絶対王者「N-BOX」の頭打ちが映すホンダの難題 軽と小型車の国内依存大、期待は新型ヴェゼル
特にタントはダイハツの最多販売車種で、2019年にフルモデルチェンジした。今は絶好調に売れるべき時期だが、2020年1~11月の累計台数を見ると、前年に比べて28%減っている。現行タントは先代型の欠点とされる後席の座り心地、走行安定性、操舵に対する車両の反応などを改善して、優れた商品に仕上がった。それでも売れ行きが伸び悩む背景には、スーパーハイトワゴンと呼ばれるカテゴリー全体の飽和感がある。
その代わり全高が1600~1700mmの軽自動車で、内外装をSUV風にアレンジしたスズキ「ハスラー」やダイハツ「タフト」が新型になって売れ行きを伸ばしている。
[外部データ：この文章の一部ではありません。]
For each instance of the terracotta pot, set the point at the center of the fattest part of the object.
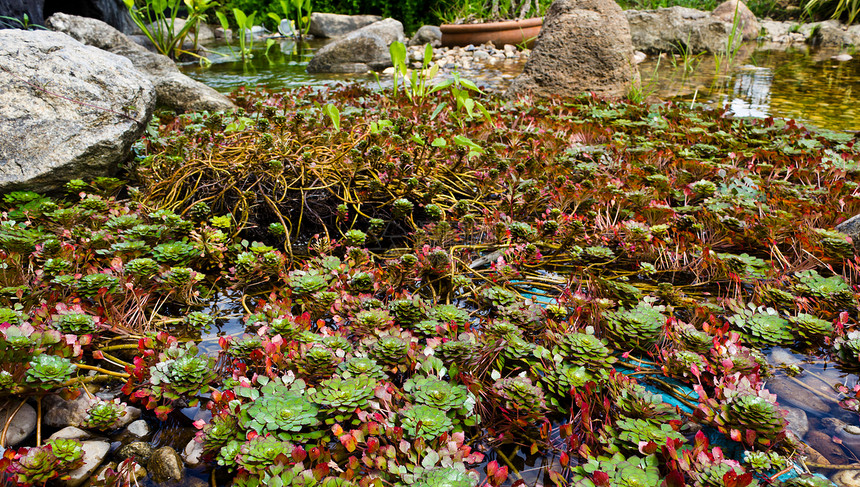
(510, 32)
悪路に強い本格SUVのスズキ「ジムニー」も、1カ月平均で3000台以上を届け出しながら、納期は今でも約1年を要するほど人気が高い。
ホンダは軽自動車のSUVモデルをそろえていない
このように今は軽自動車でもSUVがトレンドになってきたが、ホンダには、ハスラー、タフト、ジムニーに相当する車種がない。小型車については、フィットやフリードに「クロスター」を用意するが、外観のSUVらしさが希薄で、販売の主力グレードになっていない。
そうなるとホンダでSUVと呼べるのは、コンパクトな「ヴェゼル」とミドルサイズの「CR-V」のみだ。このうち、ヴェゼルは2013年の登場だから設計が古い。CR-Vは価格が割高。つまりホンダは昨今のSUVブームを上手に生かせていない。
また今のホンダの売れ筋車種は、前述の通りN-BOX/N-WGN/フィット/フリードに集約されるが、フィットにはライバルが多い。2020年2月には、フィットがフルモデルチェンジを行ったが、ほぼ同時にトヨタヤリスも一新されて堅調に売れている。2020年末には日産「ノート」も一新され、2021年には売れ行きを伸ばすだろう。背の高いコンパクトカーのスズキ「ソリオ」も新しくなったから、フィットは新型に切り替わった直後の現在においても、厳しい競争関係に置かれている。